Face à l'aggravation du dérèglement climatique, freiner la transition énergétique n'a aucune justification économique

Le Soir16-07-2025
Depuis le début des négociations mondiales sur le dérèglement climatique en 1990, on a entendu en gros trois types de réponses pour ne pas mener les réformes nécessaires. En premier lieu, la dégradation du climat constituait une arnaque (le « hoax » cher à Donald Trump). Cette thèse fut longtemps véhiculée avec complaisance par des centres de recherches et des universitaires financés – dans la discrétion – par les grandes industries fossiles. En deuxième lieu, d'autres experts ont commencé à expliquer que le problème allait être résolu par les progrès scientifiques (allant de la fusion nucléaire à la création d'une atmosphère artificielle). Maintenant se répand la troisième réponse : la lutte contre le dérèglement climatique est « impayable », un « non-sens économique », un « rêve d'ayatollahs verts », etc.
Le seul problème de cette opposition est que, comme les précédentes, elle ne tient aucun compte des évaluations sérieuses. De la même manière qu'on a méprisé pendant des décennies les avertissements de la communauté mondiale des climatologues, on méprise ceux de la communauté financière.
En 2021, inondations en Europe. Rien qu'en Allemagne, les dégâts directs et indirects sont évalués à plus de 40 milliards d'euros. Qui va payer ? En 2022, inondations au Bangladesh. Un tiers du pays se retrouve sous eau, 33 millions de personnes sont déplacées. Evaluation des dommages directs et indirects : plus de 30 milliards de dollars. Qui va payer ? En 2024, inondations en Catalogne. Dommages aux seules entreprises : quelque 10 milliards d'euros. Dommages aux infrastructures de transport : plusieurs milliards, encore à clarifier. Pertes de la production agricole : 30 %. En novembre, le gouvernement espagnol affecte déjà aux seules personnes frappées 10,6 milliards d'euros. Qui va payer ? En 2025, incendies à Los Angeles. Dommages, totaux cette fois, estimés entre 125 et 150 milliards de dollars. Qui va payer ?

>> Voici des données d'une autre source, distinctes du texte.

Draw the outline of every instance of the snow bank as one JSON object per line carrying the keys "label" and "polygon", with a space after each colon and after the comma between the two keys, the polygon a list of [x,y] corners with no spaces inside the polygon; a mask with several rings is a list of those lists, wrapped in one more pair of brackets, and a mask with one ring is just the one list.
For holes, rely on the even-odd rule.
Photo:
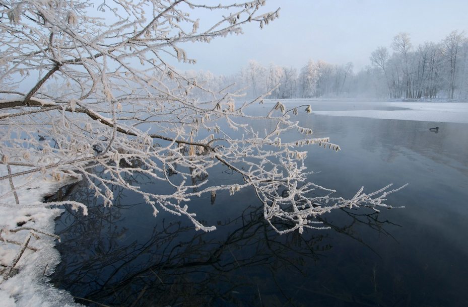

Des dégâts systémiques aussi
Aux dommages directs et indirects (de plus en plus lourds) liés à ces catastrophes (de plus en plus brutales et fréquentes), il faut ajouter des dégâts systémiques plus insidieux. Pertes de rendement agricole provoquées par des fluctuations plus fortes de la météo, multiplication des infections provoquées par des températures tropicales, obsolescence d'infrastructures (rails, routes, centrales et réseaux électriques, immobilier…) non prévues pour un climat aussi agressif, etc.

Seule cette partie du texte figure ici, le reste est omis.